Muscles better and nerves more.
i like your body.  i like what it does,
i like its hows.  i like to feel the spine
of your body and its bones, and the trembling
-firm-smooth ness and which i will
again and again and again
kiss, i like kissing this and that of you,
i like, slowly stroking the, shocking fuzz
of your electric furr, and what-is-it comes
over parting flesh….And eyes big love-crumbs,

and possibly i like the thrill

of under me you so quite new

 

Mad Girl’s Love Song
by Sylvia Plath, 1951

I shut my eyes and all the world drops dead;
I lift my lids and all is born again.
(I think I made you up inside my head).

The stars go waltzing out in blue and red,
And arbitrary blackness gallops in:
I shut my eyes and all the world drops dead.

I dreamed that you bewitched me into bed
And sung me moon-struck, kissed me quite insane.
(I think I made you up inside my head).

God topples from the sky, hell’s fires fade:
Exit seraphim and Satan’s men:
I shut my eyes and all the world drops dead.

I fancied you’d return the way you said,
But I grow old and I forget your name.
(I think I made you up inside my head).

I should have loved a thunderbird instead;
At least when spring comes they roar back again.
I shut my eyes and all the world drops dead.
(I think I made you up inside my head).

 

Love Sonnet XI
by Pablo Neruda, 1959

I crave your mouth, your voice, your hair.
Silent and starving, I prowl through the streets.
Bread does not nourish me, dawn disrupts me, all day
I hunt for the liquid measure of your steps.

I hunger for your sleek laugh,
your hands the color of a savage harvest,
hunger for the pale stones of your fingernails,
I want to eat your skin like a whole almond.
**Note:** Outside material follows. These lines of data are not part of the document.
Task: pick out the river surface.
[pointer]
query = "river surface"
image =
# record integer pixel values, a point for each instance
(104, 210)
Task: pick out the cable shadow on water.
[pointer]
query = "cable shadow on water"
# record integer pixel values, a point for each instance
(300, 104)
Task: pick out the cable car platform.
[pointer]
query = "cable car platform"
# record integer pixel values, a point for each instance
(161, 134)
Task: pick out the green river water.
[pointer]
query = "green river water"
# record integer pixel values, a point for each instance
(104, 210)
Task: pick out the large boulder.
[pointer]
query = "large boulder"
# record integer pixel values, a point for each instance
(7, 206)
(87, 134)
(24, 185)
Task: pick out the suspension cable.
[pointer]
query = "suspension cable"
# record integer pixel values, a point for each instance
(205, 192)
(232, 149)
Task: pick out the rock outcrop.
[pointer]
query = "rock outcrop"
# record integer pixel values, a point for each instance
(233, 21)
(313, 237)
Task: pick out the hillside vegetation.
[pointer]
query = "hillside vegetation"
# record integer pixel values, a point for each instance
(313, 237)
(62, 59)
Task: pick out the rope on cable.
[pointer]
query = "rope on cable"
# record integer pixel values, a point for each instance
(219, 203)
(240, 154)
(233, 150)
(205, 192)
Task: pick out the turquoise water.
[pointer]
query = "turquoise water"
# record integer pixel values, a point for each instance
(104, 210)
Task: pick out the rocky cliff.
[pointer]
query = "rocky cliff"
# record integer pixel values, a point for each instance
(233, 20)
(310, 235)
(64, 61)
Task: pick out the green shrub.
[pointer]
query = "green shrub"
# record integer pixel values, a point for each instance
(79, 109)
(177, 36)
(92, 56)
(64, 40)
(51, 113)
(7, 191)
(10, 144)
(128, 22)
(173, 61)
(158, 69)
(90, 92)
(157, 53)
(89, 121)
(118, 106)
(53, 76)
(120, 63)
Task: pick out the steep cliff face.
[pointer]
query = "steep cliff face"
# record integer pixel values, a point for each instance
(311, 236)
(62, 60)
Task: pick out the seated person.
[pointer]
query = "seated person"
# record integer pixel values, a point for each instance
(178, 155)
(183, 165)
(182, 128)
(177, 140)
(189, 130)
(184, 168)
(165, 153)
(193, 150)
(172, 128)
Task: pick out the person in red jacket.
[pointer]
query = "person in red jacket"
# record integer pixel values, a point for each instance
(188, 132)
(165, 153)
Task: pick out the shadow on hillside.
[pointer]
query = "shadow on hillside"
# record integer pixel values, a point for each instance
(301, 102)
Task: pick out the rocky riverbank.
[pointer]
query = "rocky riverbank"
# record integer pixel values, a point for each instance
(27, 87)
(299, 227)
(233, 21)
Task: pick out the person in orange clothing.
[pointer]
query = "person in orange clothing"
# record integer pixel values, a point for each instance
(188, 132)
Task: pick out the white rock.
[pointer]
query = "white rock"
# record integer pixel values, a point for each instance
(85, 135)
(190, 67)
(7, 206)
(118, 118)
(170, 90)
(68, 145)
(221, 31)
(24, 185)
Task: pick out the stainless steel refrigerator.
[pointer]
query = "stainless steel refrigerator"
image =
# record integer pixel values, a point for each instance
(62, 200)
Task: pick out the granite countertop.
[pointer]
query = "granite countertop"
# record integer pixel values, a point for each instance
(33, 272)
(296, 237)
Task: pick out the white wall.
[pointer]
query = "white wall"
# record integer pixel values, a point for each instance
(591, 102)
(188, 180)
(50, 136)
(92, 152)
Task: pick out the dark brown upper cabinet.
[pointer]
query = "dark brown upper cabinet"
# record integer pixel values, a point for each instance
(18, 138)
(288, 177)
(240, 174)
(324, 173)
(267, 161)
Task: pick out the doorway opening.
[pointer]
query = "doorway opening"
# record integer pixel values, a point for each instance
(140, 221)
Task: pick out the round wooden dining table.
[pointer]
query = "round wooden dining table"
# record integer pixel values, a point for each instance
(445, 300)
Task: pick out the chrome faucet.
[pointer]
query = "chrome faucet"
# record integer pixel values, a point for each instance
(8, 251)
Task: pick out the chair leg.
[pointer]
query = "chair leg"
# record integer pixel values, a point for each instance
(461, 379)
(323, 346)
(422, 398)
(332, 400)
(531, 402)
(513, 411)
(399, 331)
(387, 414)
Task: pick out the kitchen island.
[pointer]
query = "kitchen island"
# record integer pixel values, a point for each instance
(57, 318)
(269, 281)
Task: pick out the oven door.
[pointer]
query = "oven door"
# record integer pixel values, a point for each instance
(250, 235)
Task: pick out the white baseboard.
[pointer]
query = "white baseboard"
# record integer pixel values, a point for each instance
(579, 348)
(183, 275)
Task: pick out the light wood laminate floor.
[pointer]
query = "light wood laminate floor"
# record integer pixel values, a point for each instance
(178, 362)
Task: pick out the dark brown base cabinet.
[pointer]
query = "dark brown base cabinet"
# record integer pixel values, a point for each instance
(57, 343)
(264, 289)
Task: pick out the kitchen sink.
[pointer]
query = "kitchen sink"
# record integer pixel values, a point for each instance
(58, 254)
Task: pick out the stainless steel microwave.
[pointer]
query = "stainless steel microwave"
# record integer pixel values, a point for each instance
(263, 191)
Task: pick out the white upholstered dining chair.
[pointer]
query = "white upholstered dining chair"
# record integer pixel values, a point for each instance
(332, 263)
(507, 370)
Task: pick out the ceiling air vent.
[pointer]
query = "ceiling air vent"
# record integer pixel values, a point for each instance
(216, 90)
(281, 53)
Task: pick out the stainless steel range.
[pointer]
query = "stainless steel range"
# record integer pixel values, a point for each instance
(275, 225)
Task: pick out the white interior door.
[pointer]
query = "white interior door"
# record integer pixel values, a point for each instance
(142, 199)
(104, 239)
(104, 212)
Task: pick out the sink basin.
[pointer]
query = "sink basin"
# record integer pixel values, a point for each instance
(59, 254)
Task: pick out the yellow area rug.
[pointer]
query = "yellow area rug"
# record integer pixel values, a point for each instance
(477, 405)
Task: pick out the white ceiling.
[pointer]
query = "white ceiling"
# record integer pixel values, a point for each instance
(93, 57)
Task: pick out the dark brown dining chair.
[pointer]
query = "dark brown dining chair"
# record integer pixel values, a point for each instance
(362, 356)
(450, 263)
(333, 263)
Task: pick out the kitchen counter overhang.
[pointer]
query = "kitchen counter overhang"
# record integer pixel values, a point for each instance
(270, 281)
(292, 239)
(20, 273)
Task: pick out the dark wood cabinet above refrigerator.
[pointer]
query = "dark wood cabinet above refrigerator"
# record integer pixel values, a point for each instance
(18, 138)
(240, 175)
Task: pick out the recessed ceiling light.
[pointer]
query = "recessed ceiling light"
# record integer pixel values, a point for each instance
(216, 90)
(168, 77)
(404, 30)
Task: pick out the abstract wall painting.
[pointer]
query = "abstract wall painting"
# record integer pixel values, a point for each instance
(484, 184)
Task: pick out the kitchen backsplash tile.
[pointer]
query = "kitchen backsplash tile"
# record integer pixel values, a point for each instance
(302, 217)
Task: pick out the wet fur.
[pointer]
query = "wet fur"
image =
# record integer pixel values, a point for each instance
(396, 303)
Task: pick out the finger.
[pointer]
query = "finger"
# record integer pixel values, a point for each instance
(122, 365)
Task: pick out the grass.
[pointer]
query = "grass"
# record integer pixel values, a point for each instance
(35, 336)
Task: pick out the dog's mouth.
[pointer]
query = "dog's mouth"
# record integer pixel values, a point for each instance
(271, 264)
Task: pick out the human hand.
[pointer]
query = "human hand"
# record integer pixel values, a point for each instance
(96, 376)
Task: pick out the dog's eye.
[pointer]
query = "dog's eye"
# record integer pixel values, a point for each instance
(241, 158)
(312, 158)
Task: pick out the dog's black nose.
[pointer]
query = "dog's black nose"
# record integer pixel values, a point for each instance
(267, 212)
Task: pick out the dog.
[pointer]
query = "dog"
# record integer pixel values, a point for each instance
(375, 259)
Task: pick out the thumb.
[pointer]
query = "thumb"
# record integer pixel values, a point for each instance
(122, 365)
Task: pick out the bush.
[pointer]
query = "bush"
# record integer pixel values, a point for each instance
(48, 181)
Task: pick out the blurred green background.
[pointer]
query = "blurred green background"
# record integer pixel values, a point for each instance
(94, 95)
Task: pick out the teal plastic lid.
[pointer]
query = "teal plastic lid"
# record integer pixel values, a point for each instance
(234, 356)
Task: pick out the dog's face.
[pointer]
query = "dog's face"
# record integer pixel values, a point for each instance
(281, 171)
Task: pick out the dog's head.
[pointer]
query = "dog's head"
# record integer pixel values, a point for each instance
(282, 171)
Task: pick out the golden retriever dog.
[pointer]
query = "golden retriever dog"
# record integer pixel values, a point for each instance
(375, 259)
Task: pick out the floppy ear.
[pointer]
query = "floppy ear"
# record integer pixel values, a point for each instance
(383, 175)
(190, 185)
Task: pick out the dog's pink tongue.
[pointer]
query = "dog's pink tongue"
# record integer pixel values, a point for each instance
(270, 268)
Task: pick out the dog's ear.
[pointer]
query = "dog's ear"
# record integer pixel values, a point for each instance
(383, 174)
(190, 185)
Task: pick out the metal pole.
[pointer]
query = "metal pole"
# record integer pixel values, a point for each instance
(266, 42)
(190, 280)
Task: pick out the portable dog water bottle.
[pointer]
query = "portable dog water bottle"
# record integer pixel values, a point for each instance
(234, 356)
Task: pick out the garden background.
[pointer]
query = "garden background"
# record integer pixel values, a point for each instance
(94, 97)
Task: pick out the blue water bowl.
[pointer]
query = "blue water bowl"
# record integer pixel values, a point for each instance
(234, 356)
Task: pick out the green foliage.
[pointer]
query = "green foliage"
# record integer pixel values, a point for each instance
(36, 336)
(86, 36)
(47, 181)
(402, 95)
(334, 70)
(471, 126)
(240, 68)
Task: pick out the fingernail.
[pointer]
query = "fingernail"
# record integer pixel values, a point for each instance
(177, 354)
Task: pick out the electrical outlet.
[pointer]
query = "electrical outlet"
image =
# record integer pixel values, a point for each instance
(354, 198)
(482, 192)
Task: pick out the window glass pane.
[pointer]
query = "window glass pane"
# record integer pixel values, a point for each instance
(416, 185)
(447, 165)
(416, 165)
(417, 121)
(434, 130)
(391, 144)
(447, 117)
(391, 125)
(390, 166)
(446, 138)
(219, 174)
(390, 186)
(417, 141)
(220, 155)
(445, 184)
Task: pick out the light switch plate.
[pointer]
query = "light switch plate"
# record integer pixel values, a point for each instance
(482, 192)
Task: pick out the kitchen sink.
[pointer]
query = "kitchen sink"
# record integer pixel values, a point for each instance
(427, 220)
I want to eat the sunbeam flaring in your lovely body,
the sovereign nose of your arrogant face,
I want to eat the fleeting shade of your lashes,

and I pace around hungry, sniffing the twilight,
hunting for you, for your hot heart,
like a puma in the barrens of Quitratue.

                                                                                               

The Floating Poem, Unnumbered
by Adrienne Rich, 1978

Whatever happens with us, your body
will haunt mine—tender, delicate
your lovemaking, like the half-curled frond
of the fiddlehead fern in forests
just washed by sun. Your traveled, generous thighs
between which my whole face has come and come—
the innocence and wisdom of the place my tongue has found there—
the live, insatiate dance of your nipples in my mouth—
your touch on me, firm, protective, searching
me out, your strong tongue and slender fingers
reaching where I had been waiting for years for you
in my rose-wet cave—whatever happens, this is.